A recent BBC story described research by the Australian Institute of Marine Science and James Cook University to continuously monitor the health and general well-being of the corals in the Great Barrier Reef. Not only is this a very sexy and important project, it also illustrates several important major trends in sensors.
The researchers plan to use collections of environmental sensors (nicknamed Digital Skins) placed around the reef and in water catchments on the mainland to monitor parameters such as salinity, temperature, and nutrient levels. Each sensor within the skin has a unique address and computing power and each sensor cluster uses GPS to know where it is geographically. In a stroke of sheer and utter cleverness, the researchers are using microwave signals transmitted along the surface of the ocean to send the data along to the next sensor bundle and ultimately to the mainland. Finally, a grid of computers crunches the vast quantities of data generated.

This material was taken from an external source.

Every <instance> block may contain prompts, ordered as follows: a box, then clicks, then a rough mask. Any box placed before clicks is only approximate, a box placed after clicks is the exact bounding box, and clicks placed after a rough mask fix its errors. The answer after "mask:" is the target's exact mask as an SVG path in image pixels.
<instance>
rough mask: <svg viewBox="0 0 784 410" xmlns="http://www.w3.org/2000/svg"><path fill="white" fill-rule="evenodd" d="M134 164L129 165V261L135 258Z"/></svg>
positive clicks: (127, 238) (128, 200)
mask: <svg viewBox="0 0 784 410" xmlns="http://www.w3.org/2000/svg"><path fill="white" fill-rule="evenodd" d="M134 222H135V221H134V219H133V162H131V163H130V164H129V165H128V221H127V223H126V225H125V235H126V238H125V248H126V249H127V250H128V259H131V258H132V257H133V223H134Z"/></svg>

Now, let's play "spot the sensor trends." Smart sensors? Check. The project uses smart sensors—sensors that incorporate sensing, processing, and communication abilities. In addition, the sensors have unique identities and, by adding in GPS, know where they are. Sensor networks—especially wireless sensor networks? Check. Sensors communicate among themselves and with the mainland data collection points using a wireless communication system, albeit an exotic one. Condition-based/continuous monitoring? Check. The stated aim of the project is continuous monitoring. Rather than nipping out to the reef to see what's happening on a quasi-regular basis and getting a very limited selection of data points, continual monitoring of the reef conditions promises to give a much clearer idea of what's going on and why.